THE “FAMILY” TRUST: What is it and do you need one? 21 Aug 2016
What is a Family Trust?
A Trust is a structure through which assets are transferred from one person as owner (“the Settlor”) to others (“the Trustees”) for the benefit of third parties (“the Beneficiaries”). The Trustees legally own the assets (“Trust Fund”) and the Trust Deed tells the Trustees how the Trust Fund is to be dealt with.
What is the best structure?
The Courts have said that although a sole Settlor can also be the sole Trustee, he/she cannot be the sole Beneficiary (see our article on the Clayton case here). This is because there is then no legal split of asset ownership between Trustees as legal owners and Beneficiaries as equitable owners. A Settlor may also be a Trustee and a Beneficiary, but it is best practice he/she is joined by an independent Trustee (ie: non-family).

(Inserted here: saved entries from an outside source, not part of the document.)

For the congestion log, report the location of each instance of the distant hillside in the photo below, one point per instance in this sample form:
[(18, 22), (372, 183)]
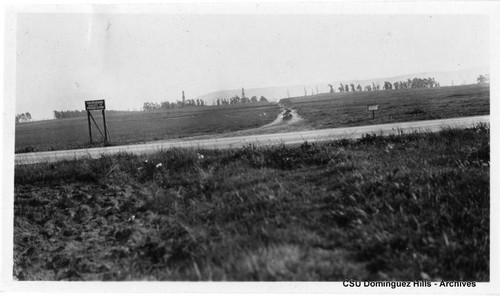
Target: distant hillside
[(467, 76)]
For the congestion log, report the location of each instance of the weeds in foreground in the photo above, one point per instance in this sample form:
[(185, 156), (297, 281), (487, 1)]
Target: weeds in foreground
[(406, 207)]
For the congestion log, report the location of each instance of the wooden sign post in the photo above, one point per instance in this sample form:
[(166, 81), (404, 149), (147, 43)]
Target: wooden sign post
[(372, 108), (96, 105)]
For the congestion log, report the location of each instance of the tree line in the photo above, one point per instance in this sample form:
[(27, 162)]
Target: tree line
[(410, 83), (23, 117), (237, 100), (150, 106)]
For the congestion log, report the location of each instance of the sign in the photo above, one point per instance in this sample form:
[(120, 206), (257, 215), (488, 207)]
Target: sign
[(95, 105)]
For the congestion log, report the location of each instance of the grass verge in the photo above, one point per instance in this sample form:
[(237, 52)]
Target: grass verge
[(403, 207)]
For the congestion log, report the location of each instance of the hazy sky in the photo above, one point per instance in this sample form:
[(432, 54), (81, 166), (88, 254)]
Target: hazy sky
[(127, 59)]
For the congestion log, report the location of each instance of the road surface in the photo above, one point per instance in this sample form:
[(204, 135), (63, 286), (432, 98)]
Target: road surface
[(263, 139)]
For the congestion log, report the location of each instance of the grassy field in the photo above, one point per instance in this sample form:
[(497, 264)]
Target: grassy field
[(404, 207), (134, 127), (350, 109)]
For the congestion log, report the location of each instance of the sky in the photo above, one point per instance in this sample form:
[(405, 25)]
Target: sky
[(64, 59)]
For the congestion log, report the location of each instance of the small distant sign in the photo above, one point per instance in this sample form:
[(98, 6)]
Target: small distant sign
[(95, 105)]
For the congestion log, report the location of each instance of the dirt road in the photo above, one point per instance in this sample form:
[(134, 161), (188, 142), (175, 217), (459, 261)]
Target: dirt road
[(221, 142)]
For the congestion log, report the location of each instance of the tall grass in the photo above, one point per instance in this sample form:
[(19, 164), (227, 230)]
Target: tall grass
[(405, 207)]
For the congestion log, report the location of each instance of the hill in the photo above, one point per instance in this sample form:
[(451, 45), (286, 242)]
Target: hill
[(445, 78)]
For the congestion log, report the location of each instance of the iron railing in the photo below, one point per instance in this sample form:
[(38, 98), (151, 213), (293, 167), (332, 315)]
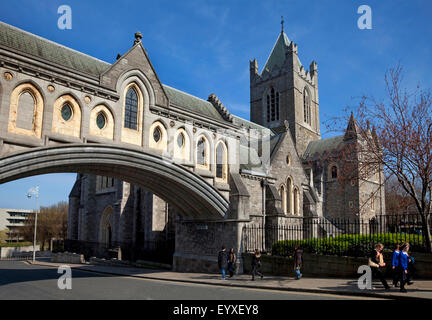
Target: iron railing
[(157, 251), (343, 237)]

What are the benefits of using your Lawyer's Company as an Independent Trustee?
It is harder for others to claim that the Trust is a sham (not a real Trust) from the outset, because all Trustees (including the independent Trustee) must agree on actions taken.

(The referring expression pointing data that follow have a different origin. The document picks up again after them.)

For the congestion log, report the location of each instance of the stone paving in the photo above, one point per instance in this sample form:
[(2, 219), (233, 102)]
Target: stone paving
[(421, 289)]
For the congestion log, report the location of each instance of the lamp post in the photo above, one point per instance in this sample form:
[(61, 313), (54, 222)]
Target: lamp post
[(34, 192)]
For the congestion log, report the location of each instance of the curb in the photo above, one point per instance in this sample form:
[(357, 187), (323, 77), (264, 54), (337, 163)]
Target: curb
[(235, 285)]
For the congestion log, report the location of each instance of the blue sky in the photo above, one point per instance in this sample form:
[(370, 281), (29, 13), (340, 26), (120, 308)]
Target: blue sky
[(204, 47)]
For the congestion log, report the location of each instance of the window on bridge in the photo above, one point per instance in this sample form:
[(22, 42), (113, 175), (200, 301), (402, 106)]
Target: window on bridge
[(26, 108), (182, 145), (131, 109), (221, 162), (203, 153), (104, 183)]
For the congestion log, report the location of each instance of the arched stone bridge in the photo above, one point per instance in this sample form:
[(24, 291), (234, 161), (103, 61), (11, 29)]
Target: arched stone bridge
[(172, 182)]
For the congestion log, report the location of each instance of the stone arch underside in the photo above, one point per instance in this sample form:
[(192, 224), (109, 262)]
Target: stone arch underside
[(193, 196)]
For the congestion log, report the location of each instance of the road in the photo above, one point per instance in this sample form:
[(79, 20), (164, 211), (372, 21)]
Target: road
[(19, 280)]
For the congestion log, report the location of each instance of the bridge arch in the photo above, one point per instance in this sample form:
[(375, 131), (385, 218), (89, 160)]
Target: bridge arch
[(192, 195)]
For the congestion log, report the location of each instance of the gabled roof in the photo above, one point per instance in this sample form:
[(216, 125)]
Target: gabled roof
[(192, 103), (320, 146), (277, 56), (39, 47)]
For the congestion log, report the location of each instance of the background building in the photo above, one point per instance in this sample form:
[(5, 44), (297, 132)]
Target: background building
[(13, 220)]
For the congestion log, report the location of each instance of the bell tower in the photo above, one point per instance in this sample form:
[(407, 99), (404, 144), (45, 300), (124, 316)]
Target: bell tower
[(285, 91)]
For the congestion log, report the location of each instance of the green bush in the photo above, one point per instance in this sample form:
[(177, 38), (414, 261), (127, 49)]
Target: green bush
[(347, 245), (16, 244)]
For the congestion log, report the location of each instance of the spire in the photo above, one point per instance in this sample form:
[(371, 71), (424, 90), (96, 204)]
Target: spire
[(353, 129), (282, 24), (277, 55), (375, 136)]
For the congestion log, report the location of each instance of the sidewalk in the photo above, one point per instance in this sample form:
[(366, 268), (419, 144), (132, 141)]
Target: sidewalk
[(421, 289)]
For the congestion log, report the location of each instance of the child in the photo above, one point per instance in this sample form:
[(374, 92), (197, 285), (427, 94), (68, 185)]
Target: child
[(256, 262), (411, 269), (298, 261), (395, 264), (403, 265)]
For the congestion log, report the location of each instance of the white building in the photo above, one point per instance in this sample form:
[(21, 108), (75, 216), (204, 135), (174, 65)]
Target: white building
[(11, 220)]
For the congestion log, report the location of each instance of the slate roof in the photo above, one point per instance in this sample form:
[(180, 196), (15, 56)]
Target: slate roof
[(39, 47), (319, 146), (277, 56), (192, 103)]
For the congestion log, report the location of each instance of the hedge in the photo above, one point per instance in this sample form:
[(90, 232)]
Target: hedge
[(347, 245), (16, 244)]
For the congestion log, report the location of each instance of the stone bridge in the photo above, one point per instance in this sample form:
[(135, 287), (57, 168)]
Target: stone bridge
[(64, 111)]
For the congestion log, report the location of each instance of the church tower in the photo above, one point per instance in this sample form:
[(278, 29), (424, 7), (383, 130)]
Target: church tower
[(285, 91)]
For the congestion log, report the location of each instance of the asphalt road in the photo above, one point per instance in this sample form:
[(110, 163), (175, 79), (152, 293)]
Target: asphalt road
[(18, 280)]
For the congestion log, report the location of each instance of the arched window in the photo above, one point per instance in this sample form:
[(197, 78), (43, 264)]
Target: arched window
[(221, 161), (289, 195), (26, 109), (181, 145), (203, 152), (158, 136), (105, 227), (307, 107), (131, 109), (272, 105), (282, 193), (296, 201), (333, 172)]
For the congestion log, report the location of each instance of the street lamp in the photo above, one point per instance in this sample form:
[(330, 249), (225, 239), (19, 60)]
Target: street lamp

There is a more professional and objective approach to the Trust’s Administration. This reduces bad decisions and risk by ensuring the following issues are addressed at regular Trustee meetings:
- Whether the investment strategy is being followed
- The needs and wishes of all Beneficiaries
- Beneficiaries changing expectations. (This could result in a claim by a beneficiary who has been permitted to increase the value of a property owned by the Trust)
- If there’s a tax liability that it is satisfied before any assets are distributed to Beneficiaries
- That the correct powers under the Trust deed are used by Trustees to pass certain resolutions at their meetings.

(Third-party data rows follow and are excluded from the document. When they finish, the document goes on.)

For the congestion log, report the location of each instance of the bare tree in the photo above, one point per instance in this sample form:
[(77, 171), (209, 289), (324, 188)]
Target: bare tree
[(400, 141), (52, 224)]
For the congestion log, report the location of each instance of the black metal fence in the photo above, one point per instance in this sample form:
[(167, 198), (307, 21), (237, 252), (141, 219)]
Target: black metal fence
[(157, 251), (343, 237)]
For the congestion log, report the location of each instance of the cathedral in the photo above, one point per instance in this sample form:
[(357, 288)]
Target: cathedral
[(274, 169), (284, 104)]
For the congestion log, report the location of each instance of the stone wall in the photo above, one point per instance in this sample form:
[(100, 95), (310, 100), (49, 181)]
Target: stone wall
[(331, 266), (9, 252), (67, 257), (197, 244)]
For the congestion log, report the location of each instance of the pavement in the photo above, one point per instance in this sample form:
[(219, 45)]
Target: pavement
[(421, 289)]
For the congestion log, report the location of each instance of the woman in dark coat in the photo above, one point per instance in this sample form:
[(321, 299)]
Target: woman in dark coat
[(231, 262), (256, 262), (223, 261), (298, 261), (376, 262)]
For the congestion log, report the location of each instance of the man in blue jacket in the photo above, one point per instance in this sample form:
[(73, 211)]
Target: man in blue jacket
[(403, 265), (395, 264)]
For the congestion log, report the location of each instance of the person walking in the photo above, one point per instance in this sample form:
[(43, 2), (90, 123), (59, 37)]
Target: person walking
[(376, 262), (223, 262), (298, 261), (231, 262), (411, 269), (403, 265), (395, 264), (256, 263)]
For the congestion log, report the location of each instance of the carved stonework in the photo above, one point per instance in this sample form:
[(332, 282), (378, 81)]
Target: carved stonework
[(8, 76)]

What are a Trust's possible benefits?
From an asset protection perspective it may offer protection from:
- Estate or death duties if ever reintroduced by the Government or from a future “wealth” tax such as capital gains.
- Family claims against your personal estate after death, because Trust assets are owned by the Trustees and not by you personally.
- Claims by creditors upon a business failure.
- Relationship (formerly “matrimonial”) property claims by a spouse or partner. However, a Section 21 Contracting Out Agreement (“pre-nuptial Agreement”) under the Property Relationships Act with your spouse or partner should usually precede any asset transfer to a new Trust.
From a succession planning perspective:
- Different Beneficiaries may receive tax paid income.
- Tax-free distributions may be made to different Beneficiaries following asset sales.
- Which Beneficiaries receive what, and when, is decided solely by the Trustees.
- Your Trust could own shares in a Company, which owns a Business, and so limit the Trust’s risk and liability to the Company’s creditors.
- Your Trust could provide for the special needs of a disabled family member both before and after your death.
- Your Trust is the best device to facilitate the growth, protection and transfer of assets (wealth) for the benefit of your family and of future generations. (Wills are currently more open to challenge under present laws.)
Every situation is unique so please discuss your particular case with a professional advisor who can provide you with a tailored solution.